There’s an article in New York Times Magazine about using electrical signals in the nervous system to signal to the rest of the body to somehow alter molecular signaling outside the nervous system. Neuroscientists have known for a while that neurons transmit messages by electro-chemical signals: at each synapse, an electrical impulse arrives from a cell body, is converted to a chemical message via neurotransmitters. The chemical message jumps across the synapse, where it is again converted into an electrical signal at the next (postsynaptic) neuron. For some reason though, the thought that electrical signals interact with non-nervous system elements (like the immune system) has not been very popular; the idea that one could manipulate the electrical signals to “hijack” downstream molecular signaling without affecting neural communication itself seems like magic. The NYT article describes how Kevin Tracey, a neurosurgeon, hooked up stimulating electrodes around a rat’s vagus nerve and injected a toxin that increases tumor necrosis factor (TNF), a cytokine that promotes cell death. He found that stimulating the vagus greatly reduced TNF production in the liver (original paper can be found here) and reduced inflammation. Tracey is currently pursuing clinical therapies using such “bioelectronics” to treat diseases like rheumatoid arthritis, which don’t respond well to drugs (drugs go all over the body and usually act in different tissues, despite being designed to target specific targets).

The bioelectronics approach should be useful because electrodes can be placed directly on the organ that needs intervention. While stimulating the whole vagus nerve, as in the rheumatoid arthritis treatment described in the article, is still a sledgehammer approach, one could imagine more specific stimulation in the future (e.g. targeting a subset of the nerve or its targets or finding better stimulation timing or amplitude). One could record nerve signals while monitoring production of molecules of interest (or patient symptoms) to optimize the stimulation.

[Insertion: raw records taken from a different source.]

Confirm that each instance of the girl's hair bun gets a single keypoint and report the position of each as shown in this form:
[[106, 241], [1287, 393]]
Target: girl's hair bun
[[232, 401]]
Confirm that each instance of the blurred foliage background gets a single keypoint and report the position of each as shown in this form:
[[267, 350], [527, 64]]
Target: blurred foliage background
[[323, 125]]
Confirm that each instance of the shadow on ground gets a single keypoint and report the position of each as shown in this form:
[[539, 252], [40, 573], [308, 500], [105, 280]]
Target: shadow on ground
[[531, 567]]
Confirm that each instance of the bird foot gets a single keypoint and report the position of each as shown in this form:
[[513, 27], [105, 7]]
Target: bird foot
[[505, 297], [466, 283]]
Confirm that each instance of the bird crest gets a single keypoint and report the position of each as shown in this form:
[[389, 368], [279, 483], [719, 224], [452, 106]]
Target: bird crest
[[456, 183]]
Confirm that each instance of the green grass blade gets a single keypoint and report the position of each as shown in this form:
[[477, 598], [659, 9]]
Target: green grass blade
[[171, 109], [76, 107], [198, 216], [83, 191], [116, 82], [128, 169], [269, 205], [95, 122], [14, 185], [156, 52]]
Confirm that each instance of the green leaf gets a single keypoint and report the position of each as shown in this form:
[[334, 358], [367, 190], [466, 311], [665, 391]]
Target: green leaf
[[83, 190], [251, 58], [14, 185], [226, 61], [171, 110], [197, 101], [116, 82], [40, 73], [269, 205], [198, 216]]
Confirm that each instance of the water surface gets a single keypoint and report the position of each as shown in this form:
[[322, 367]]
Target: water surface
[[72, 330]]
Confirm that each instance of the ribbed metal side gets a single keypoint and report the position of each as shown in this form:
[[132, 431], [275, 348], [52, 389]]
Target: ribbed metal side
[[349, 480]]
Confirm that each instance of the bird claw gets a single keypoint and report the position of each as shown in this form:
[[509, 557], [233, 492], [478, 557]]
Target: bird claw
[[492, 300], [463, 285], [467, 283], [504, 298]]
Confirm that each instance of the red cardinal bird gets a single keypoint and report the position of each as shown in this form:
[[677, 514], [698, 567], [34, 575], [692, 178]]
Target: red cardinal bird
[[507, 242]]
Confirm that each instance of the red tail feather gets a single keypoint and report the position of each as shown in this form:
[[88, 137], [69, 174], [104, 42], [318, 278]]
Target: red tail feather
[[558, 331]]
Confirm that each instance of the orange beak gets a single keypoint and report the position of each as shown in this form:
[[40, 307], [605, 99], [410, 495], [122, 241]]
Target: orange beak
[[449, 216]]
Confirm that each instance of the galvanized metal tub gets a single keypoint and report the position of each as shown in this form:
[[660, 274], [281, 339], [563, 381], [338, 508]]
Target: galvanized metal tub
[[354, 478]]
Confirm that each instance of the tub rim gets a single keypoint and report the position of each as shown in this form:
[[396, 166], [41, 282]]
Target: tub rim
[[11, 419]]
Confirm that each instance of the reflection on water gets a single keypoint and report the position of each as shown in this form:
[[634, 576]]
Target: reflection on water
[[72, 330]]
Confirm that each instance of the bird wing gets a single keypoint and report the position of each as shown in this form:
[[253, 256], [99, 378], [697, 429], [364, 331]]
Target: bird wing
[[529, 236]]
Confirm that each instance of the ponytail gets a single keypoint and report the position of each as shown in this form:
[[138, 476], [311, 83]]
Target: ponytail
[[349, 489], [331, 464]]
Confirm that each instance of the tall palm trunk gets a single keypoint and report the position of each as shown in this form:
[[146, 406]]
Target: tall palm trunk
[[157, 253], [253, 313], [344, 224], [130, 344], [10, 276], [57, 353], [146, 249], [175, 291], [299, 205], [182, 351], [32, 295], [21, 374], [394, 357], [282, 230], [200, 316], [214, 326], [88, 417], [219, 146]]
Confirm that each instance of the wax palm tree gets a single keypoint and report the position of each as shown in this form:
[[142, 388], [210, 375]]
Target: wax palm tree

Perhaps most exciting is the idea that one could record electrical signals (either in the peripheral nervous system, near the organs, or in the brain itself) and in real time give positive reinforcement in order to reward those signals that produce a desirable outcome. (Such paradigms have been successfully used to examine how the brain can interact with a machine  - researchers from Jose Carmena’s lab at UC Berkeley trained rats to control an auditory cursor using the firing rates of neurons in motor cortex - the higher the firing rate, the higher the pitch of the cursor. The rats quickly learned to adjust the neurons' firing rates in order to receive a food reward.)

Aside from the cool ideas on manipulating neural activity to treat diseases, the article, by Michael Behar, had a funny description of patch clamping, a technique to record potentials and currents from a cell membrane.

In patch clamping, the tip of a glass capillary tube filled with conductive solution is heated and pulled to a sub-micron diameter. This fine electrode is then placed onto the membrane of a neuron to record electric signals either on the surface or inside the cell (“patch” comes from the fact that you’re examining a small area of the membrane; “clamping” means the technique allows one to hold the neuron’s electrical potential at a fixed value while monitoring membrane currents and vice versa). Behar imagines this technique to involve “clamps”:

"The conventional approach to recording neural signals is to use tiny probes with electrodes inside called patch clamps. A prostate-cancer researcher, for example, could attach patch clamps to a nerve linked to the prostate in a healthy mouse and record the activity."

Not a big deal of course. It is somewhat misleading though that Behar goes on to suggest that patching neurons is the only way to record activity. Patching a neuron is indeed a slow process and most setups allow only one neuron to be recorded at a time. Behar gives a shoutout to Adam Cohen in writing that the solution is to record neural activity optically using voltage sensitive dyes (small molecules that fluoresce when a neuron is electrically active) that Cohen is developing. This not only ignores that recording activity using hundreds of metal or silicon microelectrodes is a relatively standard technique (and getting easier for new labs to start, thanks to initiatives like Open Ephys), but that optical techniques to record from hundreds of neurons have been in wide use for years now (of course there’s plenty of room for improvement).

Small details aside, this is a cool article worth reading.